Some day, hopefully soon, I’ll have a Tesla. With this thought in mind I tend to find myself contemplating Autonomous Vehicles (AVs), most often while manually driving my current car.
What really gets me thinking is when I’m driving down a road that’s a bit off the beaten path. You know those windy and hilly roads you experience as you get further from the city? The ones with minimal shoulders, poor lane markings, and nothing but nature flashing by as you drive. Add a nice nighttime rainstorm and suddenly you realize just how far we have to go before our driving experience is truly hands free.
Autonomous vehicles are at a disadvantage
If you think about how we drive today it becomes clear that humans use an assortment of tools to direct our vehicle where we want it to go. We use a variety of signs, colors, lights, and markers to find our way. Symbols and methods that have been honed over many years of practice and adaptation—standardized, socialized, and used as test criteria to prove our very ability to navigate from point A to point B.
With AVs, we are trying to teach machines how to interpret signs and environments that have been built specifically for the human experience. Their design, content, and very location have been strategically developed for human consumption and understanding.
I mean, it makes sense of course. When they placed the first stop sign at the corner of two roads in Michigan in 1915, self-driving cars weren’t top of mind. However, there’s no doubt we are putting the machines at a distinct disadvantage now as we’re asking them to understand our world.
Moving beyond vehicle-centric models
Much of the focus to date for self-driving cars has been vehicle-centric. Trying to make the car smart enough to see the environment around it and make sub-second decisions based on what it believes is happening outside. Perhaps instead we need to make it a bidirectional relationship and employ the surrounding environment as an active participant.

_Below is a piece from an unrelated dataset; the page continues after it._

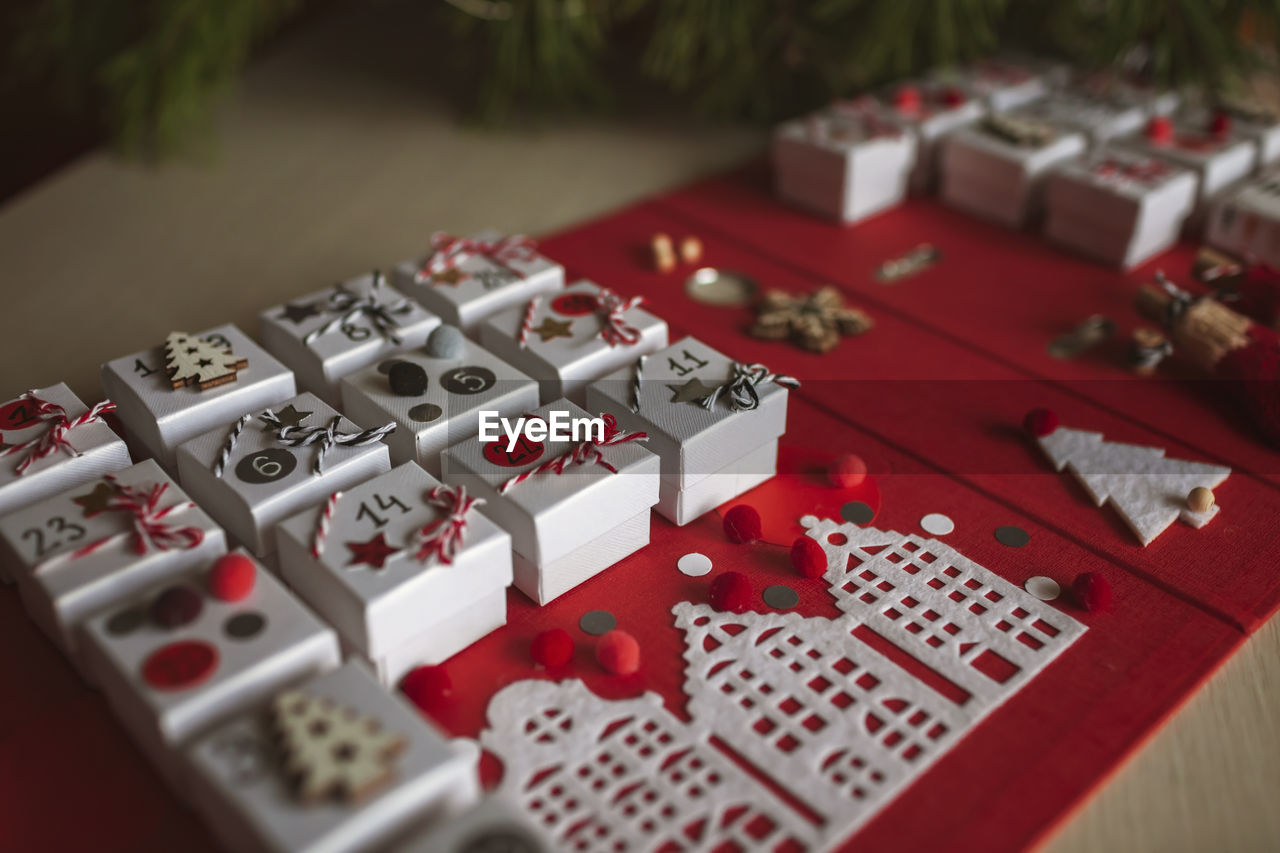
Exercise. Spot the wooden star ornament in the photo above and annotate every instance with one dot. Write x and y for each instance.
(813, 322)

This means augmenting and modifying the infrastructure meant to guide the human driver to now actively guide the digital driver. Put another way, we need to help the self-driving car “see” better.
Other ways to help autonomous vehicles
To establish a more efficient and effective driving environment for AVs we have to think of ways that we can help the cars better understand what’s going on around them. We need to put ourselves in the mind of the machine and try to figure out how we can make their job easier.

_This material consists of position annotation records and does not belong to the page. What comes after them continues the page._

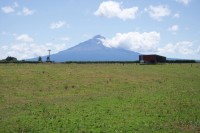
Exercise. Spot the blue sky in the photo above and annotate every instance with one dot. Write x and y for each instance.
(28, 28)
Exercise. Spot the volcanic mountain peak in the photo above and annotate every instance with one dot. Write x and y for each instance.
(93, 50)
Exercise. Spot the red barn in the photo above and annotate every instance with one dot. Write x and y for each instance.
(152, 59)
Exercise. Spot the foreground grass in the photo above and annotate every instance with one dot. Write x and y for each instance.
(99, 98)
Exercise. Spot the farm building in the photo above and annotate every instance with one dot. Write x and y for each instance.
(152, 59)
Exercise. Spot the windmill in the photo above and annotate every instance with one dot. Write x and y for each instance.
(48, 57)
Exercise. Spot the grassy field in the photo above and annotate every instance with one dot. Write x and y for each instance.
(99, 98)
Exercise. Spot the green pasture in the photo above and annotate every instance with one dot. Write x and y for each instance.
(99, 98)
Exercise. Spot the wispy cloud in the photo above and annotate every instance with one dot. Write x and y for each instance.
(184, 2)
(173, 28)
(26, 12)
(112, 9)
(135, 41)
(176, 15)
(158, 12)
(15, 8)
(184, 48)
(24, 38)
(57, 25)
(8, 9)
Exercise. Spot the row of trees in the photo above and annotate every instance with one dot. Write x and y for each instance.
(14, 59)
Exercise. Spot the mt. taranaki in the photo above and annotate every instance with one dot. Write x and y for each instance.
(93, 50)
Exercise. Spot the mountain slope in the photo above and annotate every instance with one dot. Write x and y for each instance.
(93, 50)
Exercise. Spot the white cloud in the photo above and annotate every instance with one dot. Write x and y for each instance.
(15, 8)
(112, 9)
(157, 12)
(135, 41)
(24, 38)
(16, 4)
(184, 2)
(8, 9)
(184, 48)
(27, 51)
(64, 38)
(26, 11)
(57, 25)
(176, 15)
(173, 28)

Why can’t we deploy signs and sensors throughout our cities and roadways that provide input and feedback to autonomous vehicles? They don’t have to be overly complex and connected Internet-of-Things (IoT) devices but rather simple transmitters or signage that can easily be read and processed by computers. Imagine what the vehicle sees when it’s trying to interpret the surrounding environment.

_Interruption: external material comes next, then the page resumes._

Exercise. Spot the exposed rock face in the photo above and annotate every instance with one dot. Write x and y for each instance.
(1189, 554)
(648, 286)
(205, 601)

What if there were signs with QR codes or other symbology designed specifically to aide computers in reading and interpreting information.
What if physical landmarks or signs were specifically designed to be read by LiDAR devices, effectively creating a vehicle sensory effect similar to braille.
What if the painted lines or road surfaces had other communication methods directly embedded that allowed cars to map roadways without solely relying on observation and forms of computer vision?
What if construction projects required the installation of a simple beacon, emitting a unique ID, at the corner of every intersection? This would allow AVs to know exact parameters of the intersection instead of having to decipher it on the fly.
What if stop lights could transmit their current color and remaining time before state change?
Where do we go from here?
While we have contemplated some of this technology in the past, and much of it remains aspirational, it’s worth thinking about how we can start to help the evolution of autonomous vehicles with complementary approaches. The barrier to entry for many of the simpler technologies is so low that maybe it merits further near term analysis and testing.
Rather than standing by and hoping the digital vehicles of the future can continue to learn and adapt to our traditional ways of communication, perhaps we should reassess and think more like the machine across the spectrum. Thus enabling a more active and collaborative relationship between the machine and its surroundings.